Sanket Mohapatra's picture

Zimbabwe's government recently announced a partial dollarization, declaring the U.S dollar and other foreign currencies as legal tender alongside the Zimbabwean dollar in its efforts to fight a crippling hyper-inflation (after announcing the launch of a 100 trillion Zimbabwean dollar note in January). This measure could make remittance transfers more visible.  These have been often sent through unofficial channels so far, the result of a large parallel market premium since the official exchange rate has lagged behind the parallel market rate.
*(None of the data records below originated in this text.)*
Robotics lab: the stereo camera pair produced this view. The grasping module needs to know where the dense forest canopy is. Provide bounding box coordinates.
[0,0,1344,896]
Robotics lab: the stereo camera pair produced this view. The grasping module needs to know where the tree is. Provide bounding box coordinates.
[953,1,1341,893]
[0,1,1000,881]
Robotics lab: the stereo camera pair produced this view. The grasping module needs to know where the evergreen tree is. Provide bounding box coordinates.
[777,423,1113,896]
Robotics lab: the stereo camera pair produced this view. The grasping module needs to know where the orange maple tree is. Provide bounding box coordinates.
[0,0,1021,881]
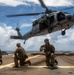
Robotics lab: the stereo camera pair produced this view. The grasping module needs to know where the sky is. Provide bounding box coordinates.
[0,0,74,51]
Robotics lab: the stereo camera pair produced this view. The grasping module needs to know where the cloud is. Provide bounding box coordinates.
[20,23,32,29]
[0,23,74,51]
[0,0,74,7]
[0,23,22,51]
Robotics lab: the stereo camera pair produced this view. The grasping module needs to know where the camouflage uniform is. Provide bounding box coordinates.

The UN news agency IRIN reports that the long queues that used to form outside exchange bureaus (often for exchanging foreign currencies that were hand-carried and sent by other means by migrants into the country) have now shifted to the banks where formal money transfers are processed.
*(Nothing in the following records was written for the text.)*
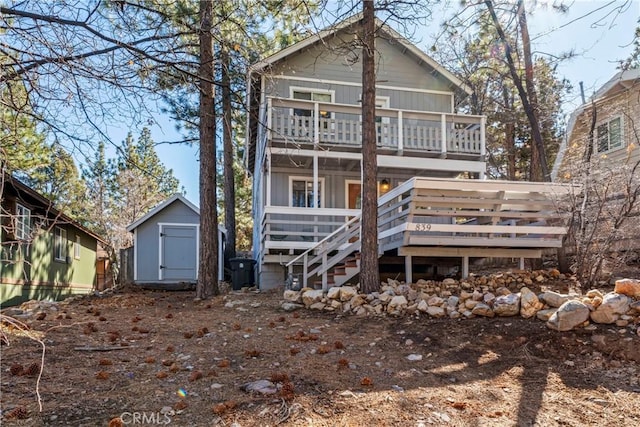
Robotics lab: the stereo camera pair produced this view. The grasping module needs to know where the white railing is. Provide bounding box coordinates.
[267,97,485,156]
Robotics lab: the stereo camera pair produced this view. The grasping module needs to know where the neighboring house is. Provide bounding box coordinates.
[245,15,559,288]
[552,68,640,181]
[552,68,640,251]
[127,194,225,289]
[0,174,107,306]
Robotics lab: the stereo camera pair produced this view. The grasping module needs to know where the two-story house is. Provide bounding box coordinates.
[552,68,640,250]
[245,15,568,288]
[0,173,112,306]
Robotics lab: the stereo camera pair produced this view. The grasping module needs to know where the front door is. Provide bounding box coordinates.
[160,225,198,281]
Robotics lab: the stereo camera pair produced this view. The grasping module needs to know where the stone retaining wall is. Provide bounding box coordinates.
[282,269,640,335]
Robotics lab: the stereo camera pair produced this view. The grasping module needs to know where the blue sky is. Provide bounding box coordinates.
[117,0,640,205]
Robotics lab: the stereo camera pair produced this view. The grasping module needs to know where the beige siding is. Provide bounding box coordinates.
[558,84,640,181]
[264,24,454,96]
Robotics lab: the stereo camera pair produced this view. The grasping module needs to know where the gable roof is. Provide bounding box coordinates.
[127,193,227,233]
[593,68,640,100]
[2,172,109,246]
[249,13,472,95]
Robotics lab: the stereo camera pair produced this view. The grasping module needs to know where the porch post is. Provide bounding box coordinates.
[462,256,469,279]
[266,148,271,206]
[404,255,413,285]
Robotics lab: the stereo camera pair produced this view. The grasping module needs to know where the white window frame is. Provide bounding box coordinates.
[16,203,31,240]
[53,227,68,262]
[287,176,325,209]
[594,115,626,154]
[73,234,82,259]
[289,86,336,119]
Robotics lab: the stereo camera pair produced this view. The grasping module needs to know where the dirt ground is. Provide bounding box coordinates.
[1,280,640,426]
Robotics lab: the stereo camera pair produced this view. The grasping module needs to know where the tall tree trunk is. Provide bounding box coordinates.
[220,45,236,263]
[360,0,380,293]
[484,0,551,181]
[502,86,516,181]
[196,0,220,299]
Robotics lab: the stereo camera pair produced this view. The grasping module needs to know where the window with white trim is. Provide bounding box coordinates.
[289,177,324,208]
[53,227,67,262]
[596,116,623,153]
[16,204,31,240]
[73,234,81,259]
[291,88,333,119]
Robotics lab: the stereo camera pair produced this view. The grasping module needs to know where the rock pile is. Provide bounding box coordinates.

The ongoing economic and political crisis in Zimbabwe has caused GDP to collapse by more than 50 percent, inflation to reach 231 million percent in July 2008, and the share of people living in poverty to increase to more than 80 percent of the population. Remittances to Zimbabwe from its 3 million emigrants (a quarter of the population) who fled the crisis are estimated to be between $360 million to $1 billion annually—the actual figure is likely to be even higher. These flows may have helped to stave off a complete collapse of the country and even more misery for the poor.  
 
Some questions to consider:

  • With acceptance of foreign currencies as legal tender and elimination of the black market premium, will remittances through formal channels increase and will more of it reach the intended beneficiaries?
  • Will the share of remittances sent as goods or as coupons for purchase of certain types of goods such as petrol (through websites such as Mukuru.com) decline?
  • Will there be more acceptance and engagement with the Zimbabwean diaspora if their financial contribution is now more visible? 

Comments

Submitted by David Kuhn von Burgsdorff on
Most Zimbabwe's 2-3 million emigrants live in South Africa. Over the past few years, the majority of the total value of remittances from Zimbabweans living in South Africa seem to have been in kind; in the form of cooking oil, maize, clothes, and other consumer goods, due to the acute shortage of these goods in Zimbabwe. Following the return last year of a somewhat stable political and economic setting, goods have returned to the shelves, and with it, remittance flows have increasingly become monetary. The dollarization, and the acceptance of the SA Rand in Zimbabwe, seem to have been a strong stimulus for this development. However, it is estimated that over 90% of flows from South Africa to Zimbabwe are still informal, because the vast majority of migrants in South Africa remain undocumented, denying them access to form remittance channels (banks and money couriers). This means that migrants are forced to use informal channels and often face exorbitant charges of 20% or more. Since remittance flows seem to be elastic, a reduction in these costs and constraints faced would be likely to bring about a huge increase in recorded flows. Hence, in order for remittances to play an important role in the country's reconstruction, an acute development policy priority must be to do exactly that. I am actually just starting to write my Masters dissertation on precisely this topic; any comments/pointers would be much appreciated.